Keterlibatan IMF selama ini

Hubungan intensif Indonesia dengan IMF dimulai sejak Indonesia menerima tawaran IMF untuk melaksanakan program reformasi ekonomi setelah terjadinya krisis Asia tahun 1997 (lihat LKI DTE no 2. Kerjasama IMF dengan Indonesia dilaksanakan dalam bentuk berbagai program yang akan dilaksanakan oleh Indonesia dan butir-butir program itu dicantumkan dalam Letter of Intent (LoI). Program-program ini pada hakikatnya merupakan prasyarat (conditionalities) untuk pencairan dana pinjaman IMF sesuai dengan jadual yang telah ditetapkan.Kerja sama semacam ini dalam skema IMF termasuk dalam kategori Fasilitas Dana Perpanjangan (Extended Fund Facility / EFF).
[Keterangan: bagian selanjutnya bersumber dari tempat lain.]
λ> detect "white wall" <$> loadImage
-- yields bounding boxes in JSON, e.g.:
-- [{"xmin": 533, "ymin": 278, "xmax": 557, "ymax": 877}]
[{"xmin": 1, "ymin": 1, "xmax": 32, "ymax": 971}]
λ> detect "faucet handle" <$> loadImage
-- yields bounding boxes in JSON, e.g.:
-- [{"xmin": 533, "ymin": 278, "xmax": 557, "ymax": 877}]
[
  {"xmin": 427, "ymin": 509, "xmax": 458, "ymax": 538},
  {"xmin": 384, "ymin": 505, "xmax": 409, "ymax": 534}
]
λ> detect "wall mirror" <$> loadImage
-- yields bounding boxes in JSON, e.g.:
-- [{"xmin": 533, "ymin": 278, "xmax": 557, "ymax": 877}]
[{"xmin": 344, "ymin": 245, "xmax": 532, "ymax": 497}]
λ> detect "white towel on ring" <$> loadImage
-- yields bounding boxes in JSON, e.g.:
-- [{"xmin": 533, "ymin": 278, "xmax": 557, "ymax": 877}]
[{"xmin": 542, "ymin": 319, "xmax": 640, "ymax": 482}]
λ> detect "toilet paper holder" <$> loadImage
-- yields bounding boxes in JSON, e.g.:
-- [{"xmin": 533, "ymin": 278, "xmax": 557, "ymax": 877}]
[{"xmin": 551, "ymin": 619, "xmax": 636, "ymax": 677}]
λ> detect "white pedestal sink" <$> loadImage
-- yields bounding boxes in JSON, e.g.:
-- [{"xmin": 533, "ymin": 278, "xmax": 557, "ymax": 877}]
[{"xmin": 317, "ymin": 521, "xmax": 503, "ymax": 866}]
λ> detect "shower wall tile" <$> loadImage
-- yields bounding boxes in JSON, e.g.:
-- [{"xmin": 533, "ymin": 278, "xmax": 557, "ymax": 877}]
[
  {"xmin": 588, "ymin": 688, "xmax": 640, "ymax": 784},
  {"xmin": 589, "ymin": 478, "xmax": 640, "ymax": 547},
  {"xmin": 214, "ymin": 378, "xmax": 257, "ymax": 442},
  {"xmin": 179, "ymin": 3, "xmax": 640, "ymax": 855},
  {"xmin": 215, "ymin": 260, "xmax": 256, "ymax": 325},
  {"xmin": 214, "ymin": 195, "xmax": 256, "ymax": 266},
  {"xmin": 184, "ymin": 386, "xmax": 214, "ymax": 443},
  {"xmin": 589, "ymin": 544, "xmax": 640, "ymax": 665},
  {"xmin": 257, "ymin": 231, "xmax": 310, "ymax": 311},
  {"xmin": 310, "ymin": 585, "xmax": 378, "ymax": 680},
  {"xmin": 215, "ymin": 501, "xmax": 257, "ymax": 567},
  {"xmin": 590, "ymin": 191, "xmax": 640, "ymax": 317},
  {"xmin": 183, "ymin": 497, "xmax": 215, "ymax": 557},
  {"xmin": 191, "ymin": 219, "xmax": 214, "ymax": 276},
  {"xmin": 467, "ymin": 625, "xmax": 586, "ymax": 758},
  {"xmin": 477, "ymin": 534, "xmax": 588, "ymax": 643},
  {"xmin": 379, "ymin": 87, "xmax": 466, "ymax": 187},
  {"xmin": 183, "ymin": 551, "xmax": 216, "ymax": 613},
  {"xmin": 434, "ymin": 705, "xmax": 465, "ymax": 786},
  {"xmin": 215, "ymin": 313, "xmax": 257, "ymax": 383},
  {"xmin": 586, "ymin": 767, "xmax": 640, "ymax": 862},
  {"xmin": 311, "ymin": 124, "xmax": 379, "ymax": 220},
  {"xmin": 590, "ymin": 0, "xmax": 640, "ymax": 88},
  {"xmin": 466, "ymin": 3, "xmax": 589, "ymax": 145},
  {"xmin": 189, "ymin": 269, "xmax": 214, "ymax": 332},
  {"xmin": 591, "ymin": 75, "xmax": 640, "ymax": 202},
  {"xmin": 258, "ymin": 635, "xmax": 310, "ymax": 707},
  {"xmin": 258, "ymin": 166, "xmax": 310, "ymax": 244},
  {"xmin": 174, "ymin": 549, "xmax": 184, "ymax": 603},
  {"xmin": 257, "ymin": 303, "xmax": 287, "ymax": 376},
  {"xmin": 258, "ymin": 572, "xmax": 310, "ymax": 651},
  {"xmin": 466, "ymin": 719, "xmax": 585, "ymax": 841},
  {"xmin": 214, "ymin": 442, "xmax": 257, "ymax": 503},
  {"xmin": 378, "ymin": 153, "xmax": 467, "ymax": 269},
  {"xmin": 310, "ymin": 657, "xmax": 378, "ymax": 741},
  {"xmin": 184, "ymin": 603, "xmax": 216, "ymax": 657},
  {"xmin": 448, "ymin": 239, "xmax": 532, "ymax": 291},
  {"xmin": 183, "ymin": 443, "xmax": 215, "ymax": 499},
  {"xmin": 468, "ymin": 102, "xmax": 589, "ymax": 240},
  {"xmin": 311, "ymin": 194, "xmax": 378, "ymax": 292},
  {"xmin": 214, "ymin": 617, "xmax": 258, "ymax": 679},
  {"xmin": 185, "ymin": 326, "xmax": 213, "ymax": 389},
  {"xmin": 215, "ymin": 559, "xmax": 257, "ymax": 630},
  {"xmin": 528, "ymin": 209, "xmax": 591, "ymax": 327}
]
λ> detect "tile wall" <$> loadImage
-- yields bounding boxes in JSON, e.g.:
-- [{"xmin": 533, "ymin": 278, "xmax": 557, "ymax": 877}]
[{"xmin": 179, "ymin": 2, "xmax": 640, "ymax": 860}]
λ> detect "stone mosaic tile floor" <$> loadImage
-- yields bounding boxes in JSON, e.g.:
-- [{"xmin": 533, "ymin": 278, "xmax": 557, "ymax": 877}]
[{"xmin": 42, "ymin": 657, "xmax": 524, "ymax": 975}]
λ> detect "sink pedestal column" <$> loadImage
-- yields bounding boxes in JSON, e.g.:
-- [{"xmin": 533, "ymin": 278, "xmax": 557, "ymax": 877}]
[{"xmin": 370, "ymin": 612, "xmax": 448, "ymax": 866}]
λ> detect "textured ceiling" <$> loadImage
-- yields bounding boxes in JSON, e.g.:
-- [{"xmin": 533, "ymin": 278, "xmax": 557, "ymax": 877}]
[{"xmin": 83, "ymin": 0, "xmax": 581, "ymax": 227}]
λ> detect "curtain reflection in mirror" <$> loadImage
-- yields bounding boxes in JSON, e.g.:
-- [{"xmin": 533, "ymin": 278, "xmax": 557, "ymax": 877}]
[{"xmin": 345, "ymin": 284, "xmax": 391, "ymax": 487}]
Kontrak dengan IMF ini telah berlangsung selama tiga periode seperti terlihat pada tabel berikut:

Posisi Kesepakatan Keuangan Indonesia-IMF (per 31 Maret 2003)
Jenis Disetujui Berakhir Pinjaman yang disetujui (US$ milyar) Pinjaman yang dicairkan (US$ milyar)
Stand-by loan (program pinjaman bersyarat) 5 November 1997 25 Agustus 1998 10,83 4,76
Fasilitas Dana Perpanjangan (EFF) 25 Agustus 1998 4 Februari 2000 6,99 4,93
Fasilitas Dana Perpanjangan (EFF) 4 Februari 2000 31 Desember 2003 4,72 2,94 (sampai Maret 2003)
Sumber: IMF


Fasilitas Dana Perpanjangan tahap II sampai dengan akhir Maret 2003 baru dicairkan US$ 2,94 milyar. Setelah Dewan Eksekutif IMF menyetujui monitoring tahap sembilan, segera dicairkan dana sebesar US$ 480 juta. Rencananya dalam tahun 2003 ini, IMF akan mencairkan US$ 1,8 milyar.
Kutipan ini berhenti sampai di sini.